Tyler Reports On What It’s Actually Like To Drive a Real Formula 1 Car

The world of F1 is all about peak performance, but some of these engineering innovations eventually trickle down to the road cars we all drive. Tyler reports on what it’s actually like to drive a real Formula 1 car.

The world of F1 is all about peak performance, but some of these engineering innovations eventually trickle down to the road cars we all drive. Tyler reports on what it’s actually like to drive a real Formula 1 car.

Like a predator at the top of the food chain, a Formula One car is a highly evolved species that is perfectly engineered for its environment. These 200mph+ cruise missiles on wheels not only accelerate like Wile E. Coyote in a slingshot, but corner at speeds generating G-forces akin to that of a fighter jet. They are the ultimate expression of science and engineering, a pointed sabre in man’s arsenal against the laws of physics.

The pressure cooker of motorsport means technology evolves quickly for the sake of competitiveness, something that makes Formula 1 a unique petri dish for road cars to sample from. This Jordan EJ12 saw combat in the 2004 Formula One World Championship, a distinctive yellow and black member of the V10 era. Even today– 18 years after it was last driven in anger – it’s an impressive thing to behold on the heat-soaked Tarmac. Its carbon fibre skeletal structure is incased within lightweight bodywork sculpted by the wind tunnel. Its wings, channels and ducts manipulate the air to this motorsport machine’s will.

The pursuit of lightweight materials and aerodynamic mastery has become essential to modern road cars, and not just those of the high performance variety.

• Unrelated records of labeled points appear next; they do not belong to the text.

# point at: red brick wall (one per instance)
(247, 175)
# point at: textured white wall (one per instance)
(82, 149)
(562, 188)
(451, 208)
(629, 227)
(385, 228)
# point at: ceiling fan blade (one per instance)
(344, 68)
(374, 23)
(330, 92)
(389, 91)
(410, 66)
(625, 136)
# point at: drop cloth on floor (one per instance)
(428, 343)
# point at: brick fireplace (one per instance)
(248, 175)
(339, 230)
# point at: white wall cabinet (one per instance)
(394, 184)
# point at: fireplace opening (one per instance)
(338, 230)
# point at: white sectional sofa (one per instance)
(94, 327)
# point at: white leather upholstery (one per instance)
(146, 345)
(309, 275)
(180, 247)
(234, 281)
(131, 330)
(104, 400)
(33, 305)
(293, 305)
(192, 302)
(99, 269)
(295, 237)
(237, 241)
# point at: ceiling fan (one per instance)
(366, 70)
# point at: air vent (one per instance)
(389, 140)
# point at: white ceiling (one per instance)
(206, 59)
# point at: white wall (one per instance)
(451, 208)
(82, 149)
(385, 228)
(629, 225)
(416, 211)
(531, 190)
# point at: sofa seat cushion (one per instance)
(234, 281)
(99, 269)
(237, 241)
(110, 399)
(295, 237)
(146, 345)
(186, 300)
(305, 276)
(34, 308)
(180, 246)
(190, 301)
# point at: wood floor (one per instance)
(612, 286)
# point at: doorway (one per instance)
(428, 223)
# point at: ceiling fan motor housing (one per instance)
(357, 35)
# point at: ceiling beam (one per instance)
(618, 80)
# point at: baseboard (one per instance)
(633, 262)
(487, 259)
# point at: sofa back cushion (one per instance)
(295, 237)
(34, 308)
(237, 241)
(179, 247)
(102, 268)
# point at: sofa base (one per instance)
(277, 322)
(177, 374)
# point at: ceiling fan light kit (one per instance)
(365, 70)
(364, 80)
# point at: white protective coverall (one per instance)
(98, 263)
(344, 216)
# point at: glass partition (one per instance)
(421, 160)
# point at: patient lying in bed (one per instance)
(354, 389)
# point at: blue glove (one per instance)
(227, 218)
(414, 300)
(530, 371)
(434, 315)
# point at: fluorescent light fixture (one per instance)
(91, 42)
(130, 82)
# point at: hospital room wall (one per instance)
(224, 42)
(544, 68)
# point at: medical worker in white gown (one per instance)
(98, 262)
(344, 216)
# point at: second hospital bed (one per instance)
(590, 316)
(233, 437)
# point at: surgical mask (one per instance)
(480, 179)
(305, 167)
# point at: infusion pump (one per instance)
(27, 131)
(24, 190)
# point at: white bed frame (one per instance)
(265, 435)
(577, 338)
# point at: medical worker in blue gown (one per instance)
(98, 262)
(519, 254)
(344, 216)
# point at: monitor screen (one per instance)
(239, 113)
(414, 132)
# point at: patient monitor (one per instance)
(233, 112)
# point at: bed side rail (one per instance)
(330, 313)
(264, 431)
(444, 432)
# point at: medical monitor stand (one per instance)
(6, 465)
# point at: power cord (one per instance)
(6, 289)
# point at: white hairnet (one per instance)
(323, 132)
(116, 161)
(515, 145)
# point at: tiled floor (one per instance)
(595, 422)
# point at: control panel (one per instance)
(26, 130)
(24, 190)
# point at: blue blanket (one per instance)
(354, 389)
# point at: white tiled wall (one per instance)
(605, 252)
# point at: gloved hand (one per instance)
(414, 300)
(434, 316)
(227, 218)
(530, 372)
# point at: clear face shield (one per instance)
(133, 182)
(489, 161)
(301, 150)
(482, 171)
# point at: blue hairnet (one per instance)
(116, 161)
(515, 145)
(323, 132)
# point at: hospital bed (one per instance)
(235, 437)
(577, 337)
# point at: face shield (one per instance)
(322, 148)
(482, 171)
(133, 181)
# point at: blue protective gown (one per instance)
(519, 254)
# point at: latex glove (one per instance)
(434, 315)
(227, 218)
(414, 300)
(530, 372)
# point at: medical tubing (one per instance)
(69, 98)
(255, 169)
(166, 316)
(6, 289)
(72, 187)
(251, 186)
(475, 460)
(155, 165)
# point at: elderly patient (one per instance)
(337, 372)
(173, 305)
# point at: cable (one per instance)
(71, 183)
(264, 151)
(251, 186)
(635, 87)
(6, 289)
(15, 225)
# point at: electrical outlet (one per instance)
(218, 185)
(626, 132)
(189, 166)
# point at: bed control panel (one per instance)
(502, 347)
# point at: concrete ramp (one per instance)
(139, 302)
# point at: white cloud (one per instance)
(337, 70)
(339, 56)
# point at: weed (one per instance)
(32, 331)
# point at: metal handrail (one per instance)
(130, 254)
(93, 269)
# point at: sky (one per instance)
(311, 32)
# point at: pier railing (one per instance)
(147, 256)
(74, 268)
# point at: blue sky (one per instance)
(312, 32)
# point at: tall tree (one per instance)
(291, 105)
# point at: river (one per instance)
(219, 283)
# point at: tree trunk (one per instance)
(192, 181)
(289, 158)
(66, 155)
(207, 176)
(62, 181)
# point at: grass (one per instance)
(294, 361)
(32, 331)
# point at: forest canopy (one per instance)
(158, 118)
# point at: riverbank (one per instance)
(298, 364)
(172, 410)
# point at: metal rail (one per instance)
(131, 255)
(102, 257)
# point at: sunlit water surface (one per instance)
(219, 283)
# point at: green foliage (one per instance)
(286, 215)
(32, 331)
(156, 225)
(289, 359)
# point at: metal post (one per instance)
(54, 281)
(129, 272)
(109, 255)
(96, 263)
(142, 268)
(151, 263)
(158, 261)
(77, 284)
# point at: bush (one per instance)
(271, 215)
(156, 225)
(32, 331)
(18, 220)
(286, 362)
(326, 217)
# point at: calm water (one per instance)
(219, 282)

Electric cars are heavy by nature thanks to their dense batteries, but incorporating carbon fibre - as the BMW i3 did - will help keep the scales in check. It’s a similar story with aerodynamics with plenty of F1 research helping to inform next-generation cars on how to reduce range-sapping drag.

NASA has likely trained more astronauts in its history than humans have piloted an F1car. The opportunity to see the world from this high-octane perspective doesn’t come along very often. Lowering yourself into the almost claustrophobic cockpit requires a diploma in the art of human origami, but once seated you soon feel cocooned and physically bonded to the machine.

A few ginger laps to acclimatise reveals heavy but incredibly precise steering. Tiny inputs result in huge lateral leaps, neck-snapping in their immediacy, almost telepathically relayed from brain to car. Gearchanges from the wheel-mounted paddles are just as assertive, something that has been faithfully translated into high-performance road cars today.

Sure, it predictably stops and goes with the velocity of an armour-piercing bullet, but the real unshackling from the world of physics is delivered through the corners. The freedom of which an F1 car changes direction is unlike any thing else. You can forget a McLaren Senna or even an Areil Atom, the lack of hesitation, chassis inertia, and sheer speed this thing carries around a tightening bend is almost unfathomable. The only real limitation is the physicality of the driver behind the wheel and their strength to withstand the forces at play. There is a reason a modern Formula 1 driver has to be as fit as an Olympic athlete to last a race distance.

Looking at an F1 car you might see it as an alien spacecraft in comparison to the Ford Focus on your driveway, however, the latest breed of grand prix racers are working on squeezing the maximum fuel efficiency from their potent turbo charged engines. That’s something the final generations of combustion road cars will also need to do in order to meet ever stricter regulation.